On 1/15/24 21:42, Konstantin Knizhnik wrote:
> 
> On 15/01/2024 5:08 pm, Tomas Vondra wrote:
>>
>> My patch does not care about prefetching internal index pages. Yes, it's
>> a limitation, but my assumption is the internal pages are maybe 0.1% of
>> the index, and typically very hot / cached. Yes, if the index is not
>> used very often, this may be untrue. But I consider it a possible future
>> improvement, for some other patch. FWIW there's a prefetching patch for
>> inserts into indexes (which only prefetches just the index leaf pages).
> 
> We have to prefetch pages at height-1 level (parents of leave pages) for
> IOS because otherwise prefetch pipeline is broken at each transition to
> next leave page.
> When we start with new leave patch we have to fill prefetch ring from
> the scratch which certainly has negative impact on performance.
> 

By "broken" you mean that you prefetch items only from a single leaf
page, so immediately after reading the next one nothing is prefetched.
Correct? Yeah, I had this problem initially too, when I did the
prefetching in the index AM code. One of the reasons why it got moved to
the executor.

> 
>> Not sure I understand what this is about. The patch simply calls the
>> index AM function index_getnext_tid() enough times to fill the prefetch
>> queue. It does not prefetch the next index leaf page, it however does
>> prefetch the heap pages. It does not "stall" at the boundary of the
>> index leaf page, or something.
> 
> Ok, now I fully understand your approach.

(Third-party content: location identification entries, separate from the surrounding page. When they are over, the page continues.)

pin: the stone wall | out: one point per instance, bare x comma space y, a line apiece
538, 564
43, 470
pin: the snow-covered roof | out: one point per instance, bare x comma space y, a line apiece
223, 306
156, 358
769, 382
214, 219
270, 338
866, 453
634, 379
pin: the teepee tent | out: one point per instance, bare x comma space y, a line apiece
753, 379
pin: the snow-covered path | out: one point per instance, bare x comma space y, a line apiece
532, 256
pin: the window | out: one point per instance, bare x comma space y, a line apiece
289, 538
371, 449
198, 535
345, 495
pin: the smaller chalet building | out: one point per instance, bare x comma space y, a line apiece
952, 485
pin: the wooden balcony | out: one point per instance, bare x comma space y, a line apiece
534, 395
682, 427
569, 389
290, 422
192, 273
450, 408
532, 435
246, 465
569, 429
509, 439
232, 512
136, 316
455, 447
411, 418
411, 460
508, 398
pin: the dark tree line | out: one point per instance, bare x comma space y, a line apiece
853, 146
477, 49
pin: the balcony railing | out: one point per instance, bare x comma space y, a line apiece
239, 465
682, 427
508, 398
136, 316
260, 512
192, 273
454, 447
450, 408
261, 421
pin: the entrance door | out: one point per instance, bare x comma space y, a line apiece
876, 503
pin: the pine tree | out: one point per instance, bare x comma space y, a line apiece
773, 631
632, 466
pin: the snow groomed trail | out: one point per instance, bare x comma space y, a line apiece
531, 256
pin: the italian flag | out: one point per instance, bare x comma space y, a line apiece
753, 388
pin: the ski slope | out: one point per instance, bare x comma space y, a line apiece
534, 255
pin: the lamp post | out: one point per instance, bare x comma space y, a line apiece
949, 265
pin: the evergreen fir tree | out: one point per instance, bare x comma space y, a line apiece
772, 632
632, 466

Looks really elegant and works
> for all indexes.
> There is still issue with IOS and seqscan.
> 

Not sure. For seqscan, I think this has nothing to do with it. Postgres
relies on read-ahad to do the work - of course, if that doesn't work
(e.g. for async/direct I/O that'd be the case), an improvement will be
needed. But it's unrelated to this patch, and I'm certainly not saying
this patch does that. I think Thomas/Andres did some work on that.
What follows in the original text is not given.